WARC I/O

Utilities for working with WARC files in Apache Beam.

class resiliparse.beam.warcio.ReadAllWarcs(warc_args=None, with_filename=True, freeze=True, always_keep_meta=False)

Bases: PTransform

Read WARC records from a given PCollection of FileMetadata objects.

Parameters:
  • warc_args (Dict[<class 'str'>, Any]) – arguments to pass to fastwarc.warc.ArchiveIterator

  • with_filename (bool) – keep the input filename as a key (otherwise return only the record)

  • freeze (bool) – freeze returned records (required if returned records are not consumed immediately)

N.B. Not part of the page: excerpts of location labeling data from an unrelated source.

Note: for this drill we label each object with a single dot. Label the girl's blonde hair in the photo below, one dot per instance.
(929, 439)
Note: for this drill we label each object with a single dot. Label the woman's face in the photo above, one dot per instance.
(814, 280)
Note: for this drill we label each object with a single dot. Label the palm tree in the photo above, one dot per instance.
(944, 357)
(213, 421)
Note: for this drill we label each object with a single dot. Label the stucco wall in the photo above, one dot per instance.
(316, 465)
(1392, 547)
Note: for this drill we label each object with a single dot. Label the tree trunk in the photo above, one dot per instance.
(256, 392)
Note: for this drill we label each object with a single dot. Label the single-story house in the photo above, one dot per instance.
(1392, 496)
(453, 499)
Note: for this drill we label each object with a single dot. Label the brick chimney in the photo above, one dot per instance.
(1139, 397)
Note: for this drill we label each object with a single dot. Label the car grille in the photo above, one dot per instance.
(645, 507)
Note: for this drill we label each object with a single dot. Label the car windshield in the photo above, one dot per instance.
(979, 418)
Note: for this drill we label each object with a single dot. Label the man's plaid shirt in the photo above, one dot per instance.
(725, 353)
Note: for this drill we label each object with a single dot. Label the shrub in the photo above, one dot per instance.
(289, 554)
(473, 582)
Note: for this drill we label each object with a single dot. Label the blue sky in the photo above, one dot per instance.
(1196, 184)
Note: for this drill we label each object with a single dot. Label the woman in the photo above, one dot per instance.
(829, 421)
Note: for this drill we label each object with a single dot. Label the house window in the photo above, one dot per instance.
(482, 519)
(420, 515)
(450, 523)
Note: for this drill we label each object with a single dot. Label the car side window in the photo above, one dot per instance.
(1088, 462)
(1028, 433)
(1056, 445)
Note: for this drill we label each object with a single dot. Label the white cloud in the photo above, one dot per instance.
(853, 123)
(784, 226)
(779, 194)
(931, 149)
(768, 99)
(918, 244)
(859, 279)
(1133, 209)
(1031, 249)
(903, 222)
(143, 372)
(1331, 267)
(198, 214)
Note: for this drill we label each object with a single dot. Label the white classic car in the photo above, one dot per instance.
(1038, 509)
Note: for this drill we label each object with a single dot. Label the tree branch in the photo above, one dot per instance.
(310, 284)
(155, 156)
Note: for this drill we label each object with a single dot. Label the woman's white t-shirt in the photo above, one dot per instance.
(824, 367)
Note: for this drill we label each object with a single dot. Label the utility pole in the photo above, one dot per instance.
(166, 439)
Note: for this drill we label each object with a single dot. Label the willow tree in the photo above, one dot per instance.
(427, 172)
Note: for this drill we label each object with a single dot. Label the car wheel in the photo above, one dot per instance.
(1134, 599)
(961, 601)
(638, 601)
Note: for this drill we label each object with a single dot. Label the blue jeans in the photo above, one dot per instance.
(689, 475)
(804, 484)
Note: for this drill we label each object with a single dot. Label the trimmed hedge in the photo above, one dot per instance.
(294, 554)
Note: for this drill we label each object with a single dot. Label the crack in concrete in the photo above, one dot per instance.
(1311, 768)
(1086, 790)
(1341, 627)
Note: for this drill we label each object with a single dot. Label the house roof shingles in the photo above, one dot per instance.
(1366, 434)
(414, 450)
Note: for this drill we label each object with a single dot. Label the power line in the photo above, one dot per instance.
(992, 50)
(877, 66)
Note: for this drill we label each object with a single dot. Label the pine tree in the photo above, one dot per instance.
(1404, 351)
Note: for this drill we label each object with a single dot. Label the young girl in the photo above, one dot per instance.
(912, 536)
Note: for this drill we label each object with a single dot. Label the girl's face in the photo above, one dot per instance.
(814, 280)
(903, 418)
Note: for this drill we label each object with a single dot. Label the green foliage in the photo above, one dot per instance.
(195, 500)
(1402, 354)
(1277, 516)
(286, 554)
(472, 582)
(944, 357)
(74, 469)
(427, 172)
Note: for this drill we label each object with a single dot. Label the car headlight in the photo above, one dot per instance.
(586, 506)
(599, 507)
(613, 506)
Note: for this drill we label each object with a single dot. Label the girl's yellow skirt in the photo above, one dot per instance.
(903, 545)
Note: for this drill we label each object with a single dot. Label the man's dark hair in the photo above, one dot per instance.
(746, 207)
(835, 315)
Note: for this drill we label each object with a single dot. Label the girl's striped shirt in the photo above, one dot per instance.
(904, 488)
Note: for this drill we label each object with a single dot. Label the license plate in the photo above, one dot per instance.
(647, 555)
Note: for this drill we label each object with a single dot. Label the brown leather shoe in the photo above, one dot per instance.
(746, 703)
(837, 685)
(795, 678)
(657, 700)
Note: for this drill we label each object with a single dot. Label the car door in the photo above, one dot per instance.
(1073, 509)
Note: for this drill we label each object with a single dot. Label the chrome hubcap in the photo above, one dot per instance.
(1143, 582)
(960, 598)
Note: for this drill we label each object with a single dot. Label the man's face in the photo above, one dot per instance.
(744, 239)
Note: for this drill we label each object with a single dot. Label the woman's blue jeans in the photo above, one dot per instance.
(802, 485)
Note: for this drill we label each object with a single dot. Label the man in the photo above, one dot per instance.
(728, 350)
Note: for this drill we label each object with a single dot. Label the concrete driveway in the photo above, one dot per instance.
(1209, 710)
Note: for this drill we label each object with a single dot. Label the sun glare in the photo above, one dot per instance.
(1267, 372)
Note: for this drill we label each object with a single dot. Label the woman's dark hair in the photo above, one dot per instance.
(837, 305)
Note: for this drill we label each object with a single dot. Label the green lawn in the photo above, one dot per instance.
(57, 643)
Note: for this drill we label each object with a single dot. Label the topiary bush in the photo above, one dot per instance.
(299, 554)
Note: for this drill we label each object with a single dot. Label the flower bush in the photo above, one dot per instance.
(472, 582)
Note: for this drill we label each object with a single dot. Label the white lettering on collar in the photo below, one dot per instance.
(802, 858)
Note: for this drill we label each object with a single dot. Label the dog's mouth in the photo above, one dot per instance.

  • always_keep_meta (bool) – always return record metadata, even if they exceed max_content_length (from warc_args), but strip them of their payload

class resiliparse.beam.warcio.ReadWarcs(file_pattern, warc_args=None, with_filename=True, freeze=True, always_keep_meta=False, shuffle_files=False)

Bases: PTransform

Read WARC records from files matching a glob pattern.

Parameters:
  • file_pattern (str) – input file glob pattern

  • warc_args (Dict[<class 'str'>, Any]) – arguments to pass to fastwarc.warc.ArchiveIterator

  • with_filename (bool) – keep the input filename as a key (otherwise return only the record)

  • freeze (bool) – freeze returned records (required if the records are not consumed immediately)

  • always_keep_meta (bool) – always return record metadata, even if they exceed max_content_length (from warc_args), but strip them of their payload

  • shuffle_files (bool) – shuffle matched file names (useful if Beam runner does not support automatic shuffling of input source splits)